“Here come the planes”, alertava Laurie Anderson com um tom premonitório em “O Superman”, o sucesso improvável que a levou a atingir o 2º lugar das tabelas britânicas em 1981. “You can come as you are, but pay as you go”, insistia, nessa mesma música, mais adiante. Um bilhete só de ida até território inexplorado, pontuado pelas revoluções digitais do século XX. 43 anos depois, o fascínio pela aviação volta a ligar a autora de Big Science a uma das suas obras mais inspiradas: Amelia, editado nos metros finais de agosto pela Nonesuch, é um relato ficcionado dos últimos 44 dias da histórica aviadora Amelia Earhart, contado ao longo de 22 curtas canções e cerca de 35 minutos de jazz e feitiçaria electroacústica.
O desfecho é conhecido: Amelia Earhart, importante defensora da luta pela igualdade de género, morreu a 2 de julho de 1937, quando o avião que pilotava com o navegador Fred Noonan se despenhou sobre o Pacífico. É essa viagem interrompida que Anderson, nascida em 1947, dez anos depois desse fatídico incidente, procura reconstituir no seu novo disco, um projeto iniciado no virar do milénio, em 2000, com um espetáculo para orquestra no Carnegie Hall. À semelhança do antecessor Landfall, de 2018, Anderson volta a rodear-se da Orquestra Filarmónica de Brno, conduzida uma vez mais pelo maestro Dennis Russell Davies, bem como de um rol de ilustres colaboradores que inclui a Marc Ribot, Kenny Wollesen e ANOHNI, oráculo que atravessa o disco em cinco dos momentos de maior tensão, anunciando as diversas paragens na ambiciosa jornada da aviadora.

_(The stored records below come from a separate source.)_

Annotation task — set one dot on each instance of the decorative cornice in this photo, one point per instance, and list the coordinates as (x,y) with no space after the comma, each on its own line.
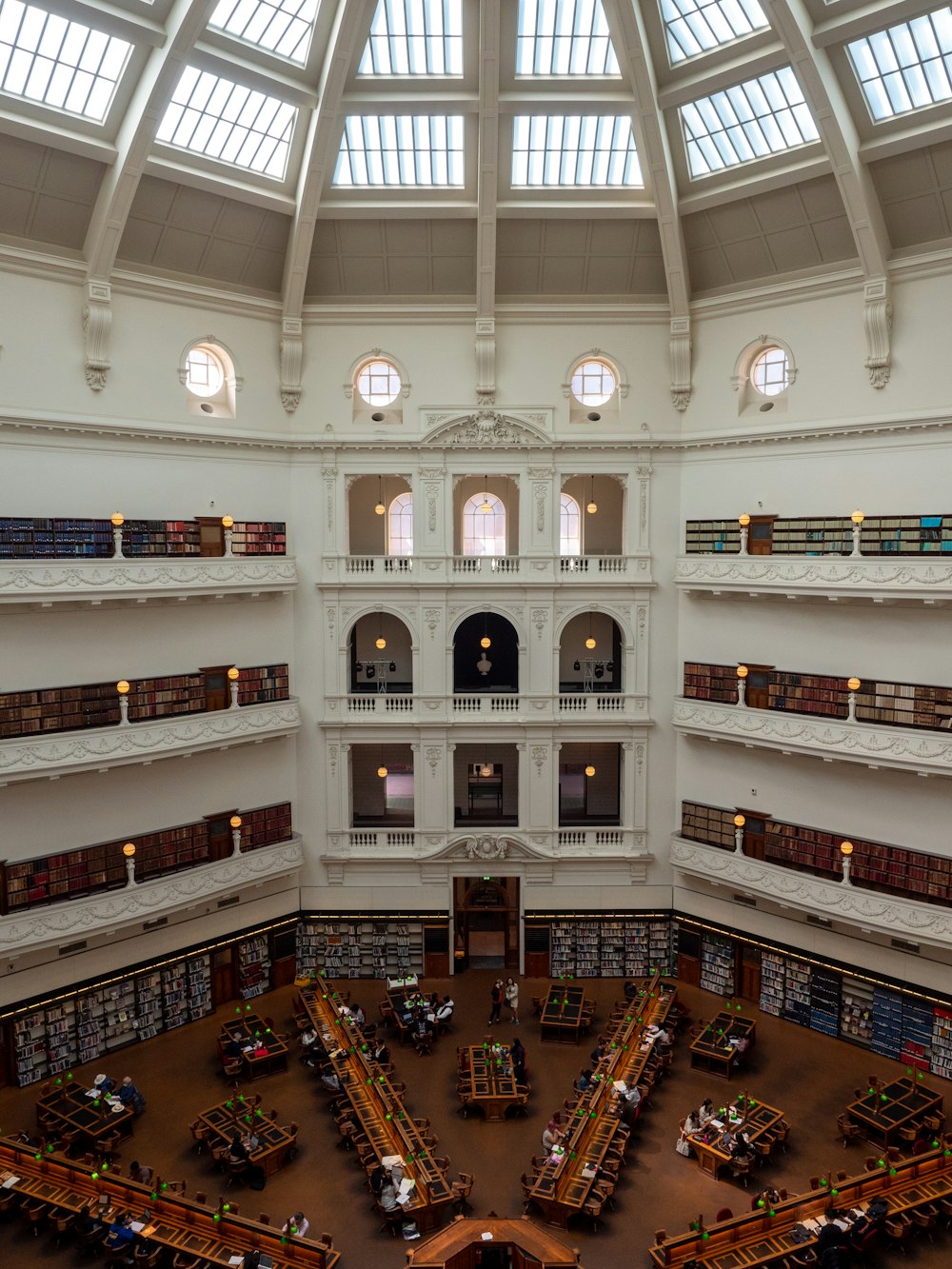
(880,579)
(95,580)
(105,914)
(851,905)
(99,747)
(818,738)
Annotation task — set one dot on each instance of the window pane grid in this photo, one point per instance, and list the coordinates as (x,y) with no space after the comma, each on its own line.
(402,149)
(282,27)
(749,121)
(695,27)
(564,37)
(574,149)
(415,37)
(61,64)
(905,68)
(240,126)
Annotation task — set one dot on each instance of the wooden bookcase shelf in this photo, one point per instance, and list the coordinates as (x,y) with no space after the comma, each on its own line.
(23,538)
(97,704)
(74,873)
(894,704)
(875,865)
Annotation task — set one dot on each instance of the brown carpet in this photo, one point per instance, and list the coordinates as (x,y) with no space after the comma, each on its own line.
(810,1077)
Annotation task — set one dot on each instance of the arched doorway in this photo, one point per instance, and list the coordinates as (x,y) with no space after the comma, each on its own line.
(486,922)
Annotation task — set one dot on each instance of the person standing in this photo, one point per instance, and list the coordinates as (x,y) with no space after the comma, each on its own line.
(495,1001)
(512,999)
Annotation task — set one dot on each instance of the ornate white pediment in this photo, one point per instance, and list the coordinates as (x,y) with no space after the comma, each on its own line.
(486,429)
(484,846)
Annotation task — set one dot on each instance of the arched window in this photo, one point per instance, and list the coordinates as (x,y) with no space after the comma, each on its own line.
(400,525)
(484,525)
(569,525)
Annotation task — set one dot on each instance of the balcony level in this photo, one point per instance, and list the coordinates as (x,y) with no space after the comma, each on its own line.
(37,757)
(841,902)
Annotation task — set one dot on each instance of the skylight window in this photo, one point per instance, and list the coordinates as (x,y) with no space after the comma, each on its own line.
(906,66)
(564,37)
(574,149)
(225,121)
(750,121)
(49,58)
(696,27)
(402,149)
(415,37)
(281,27)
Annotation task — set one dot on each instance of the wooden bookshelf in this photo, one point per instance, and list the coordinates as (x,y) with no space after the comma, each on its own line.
(75,873)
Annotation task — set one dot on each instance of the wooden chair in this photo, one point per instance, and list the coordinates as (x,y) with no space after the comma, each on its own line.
(848,1132)
(463,1189)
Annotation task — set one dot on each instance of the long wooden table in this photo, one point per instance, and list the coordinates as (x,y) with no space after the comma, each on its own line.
(887,1108)
(753,1119)
(562,1014)
(712,1052)
(235,1115)
(563,1188)
(764,1237)
(71,1109)
(381,1113)
(489,1085)
(253,1029)
(533,1246)
(175,1222)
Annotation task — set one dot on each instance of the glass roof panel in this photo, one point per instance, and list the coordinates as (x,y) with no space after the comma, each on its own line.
(905,68)
(564,37)
(749,121)
(209,115)
(564,149)
(415,37)
(63,64)
(282,27)
(402,149)
(695,27)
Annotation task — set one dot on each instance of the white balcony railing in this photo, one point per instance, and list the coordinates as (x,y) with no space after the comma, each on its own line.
(410,708)
(143,902)
(880,580)
(872,745)
(445,570)
(63,753)
(91,582)
(845,903)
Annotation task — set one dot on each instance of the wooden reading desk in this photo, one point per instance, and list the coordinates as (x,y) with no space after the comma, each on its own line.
(175,1222)
(887,1108)
(234,1116)
(490,1084)
(564,1185)
(381,1113)
(754,1120)
(71,1109)
(712,1052)
(562,1014)
(525,1245)
(764,1237)
(273,1055)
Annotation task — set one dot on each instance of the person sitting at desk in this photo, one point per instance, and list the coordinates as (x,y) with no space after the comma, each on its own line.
(131,1097)
(296,1226)
(552,1135)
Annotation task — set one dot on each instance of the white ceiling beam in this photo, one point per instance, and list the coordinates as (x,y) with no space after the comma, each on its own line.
(164,65)
(352,28)
(630,41)
(486,193)
(838,132)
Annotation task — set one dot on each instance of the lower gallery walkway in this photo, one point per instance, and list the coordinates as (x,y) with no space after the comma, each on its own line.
(810,1077)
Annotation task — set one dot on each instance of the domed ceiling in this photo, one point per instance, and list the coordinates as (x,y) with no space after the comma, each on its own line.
(476,152)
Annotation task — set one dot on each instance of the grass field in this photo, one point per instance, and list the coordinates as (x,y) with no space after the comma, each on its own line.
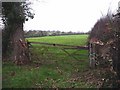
(51,67)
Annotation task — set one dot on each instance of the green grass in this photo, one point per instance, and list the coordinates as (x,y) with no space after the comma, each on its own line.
(66,39)
(50,66)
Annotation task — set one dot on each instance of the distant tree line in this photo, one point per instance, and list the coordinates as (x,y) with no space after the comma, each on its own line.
(40,33)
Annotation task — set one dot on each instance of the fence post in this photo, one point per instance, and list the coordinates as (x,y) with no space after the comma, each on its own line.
(92,55)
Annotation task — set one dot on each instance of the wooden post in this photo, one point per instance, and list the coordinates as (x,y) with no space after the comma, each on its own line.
(92,55)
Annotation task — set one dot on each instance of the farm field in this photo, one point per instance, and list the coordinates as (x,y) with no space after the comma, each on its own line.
(52,67)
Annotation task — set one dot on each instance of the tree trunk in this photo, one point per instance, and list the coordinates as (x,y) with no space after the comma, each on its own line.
(20,54)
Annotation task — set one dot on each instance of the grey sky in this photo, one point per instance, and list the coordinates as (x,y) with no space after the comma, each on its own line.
(68,15)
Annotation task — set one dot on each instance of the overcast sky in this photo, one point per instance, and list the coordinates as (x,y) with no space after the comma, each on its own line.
(68,15)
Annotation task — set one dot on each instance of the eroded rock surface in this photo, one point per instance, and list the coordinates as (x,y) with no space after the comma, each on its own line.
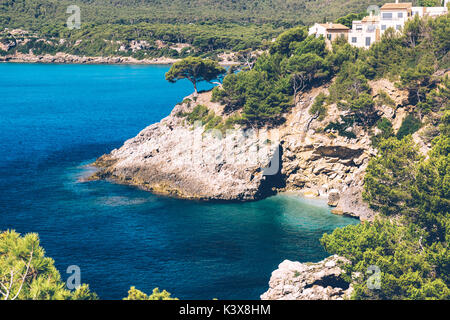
(309,281)
(164,157)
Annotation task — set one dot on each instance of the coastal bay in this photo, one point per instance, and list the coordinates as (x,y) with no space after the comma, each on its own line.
(56,119)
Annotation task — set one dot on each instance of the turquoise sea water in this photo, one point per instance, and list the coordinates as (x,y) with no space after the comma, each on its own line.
(54,119)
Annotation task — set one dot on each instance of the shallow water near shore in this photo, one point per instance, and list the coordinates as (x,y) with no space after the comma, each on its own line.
(56,119)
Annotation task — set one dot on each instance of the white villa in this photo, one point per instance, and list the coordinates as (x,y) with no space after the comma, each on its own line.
(370,29)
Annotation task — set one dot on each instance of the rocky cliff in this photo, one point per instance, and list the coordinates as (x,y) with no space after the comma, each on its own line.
(182,159)
(309,281)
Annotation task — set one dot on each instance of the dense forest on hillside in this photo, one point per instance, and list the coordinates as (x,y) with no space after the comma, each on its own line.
(34,13)
(109,27)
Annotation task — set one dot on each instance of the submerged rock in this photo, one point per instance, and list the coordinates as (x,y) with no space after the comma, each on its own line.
(309,281)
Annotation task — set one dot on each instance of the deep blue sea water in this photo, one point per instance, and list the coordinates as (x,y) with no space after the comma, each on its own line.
(55,119)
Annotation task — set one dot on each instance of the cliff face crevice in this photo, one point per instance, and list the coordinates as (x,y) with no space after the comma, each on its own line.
(178,158)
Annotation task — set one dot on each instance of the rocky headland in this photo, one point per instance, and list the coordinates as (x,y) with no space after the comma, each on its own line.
(177,158)
(183,159)
(309,281)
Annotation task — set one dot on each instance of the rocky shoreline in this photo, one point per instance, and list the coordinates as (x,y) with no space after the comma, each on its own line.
(64,58)
(176,158)
(309,281)
(164,157)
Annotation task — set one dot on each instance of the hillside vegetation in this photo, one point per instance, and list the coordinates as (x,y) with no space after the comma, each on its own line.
(26,13)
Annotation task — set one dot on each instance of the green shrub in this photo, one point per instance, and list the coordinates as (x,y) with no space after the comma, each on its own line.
(409,126)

A narrativa é diarística, mas na rota de Amelia há escalas planeadas nas ilhas de Shakespeare (“Full fathom five thy father lies”) e Allen Ginsberg (“America, why are your libraries full of tears?”). Charles Lindbergh, homólogo masculino de Earhart e o rival maior da aviadora na luta pelo primeiro voo transatlântico a solo, é um dos visados no tema “Flying Into The Sun” (“Lady Lindy”, grita-se a dado momento, sob um pano de sumptuosas orquestrações de câmara). Um mar de interrogações sobre género, tecnologia e o estado da civilização que partem das comunicações de Earhart com a Guarda Costeira norte-americana, momentos antes do desfecho final quando esta tentava aterrar na pequena ilha de Howland, mas também em entradas do seu diário e em telegramas enviados ao marido (“ela era a blogger original”, sugere Anderson numa entrevista recentemente conduzida por Dave Simpson ao The Guardian).
“This modern world of science and invention is of particular interest to women, for the lives of women who have been more affected by its new horizon and those of any other group”, admitia Earhart, numa emissão de rádio em 1935. O trecho, que Anderson incluiu no tema “This Modern World”, estrategicamente posicionado ao centro do alinhamento, representa um dos raros momentos em que a voz da aviadora se faz ouvir no disco. Um interessante contraponto com as vinhetas impressionistas de Anderson, espelho refletor da coragem e ambição que permeiam a sua obra.
Regressemos a 1981: “Here come the planes. So you better get ready”, voz cantada e quase falada, vinte anos antes do atentado às Torres Gémeas. A tragédia, constatamos, continua a percorrer a obra de Laurie Anderson, um dos últimos redutos das vanguardas norte-americanas, arauto da nova civilização que tem na história de Amelia Earhart um claro antecessor espiritual: intrépida, destemida e sem medo de mergulhar no desconhecido, movida por um desejo indomável de inspirar, desafiar e transformar.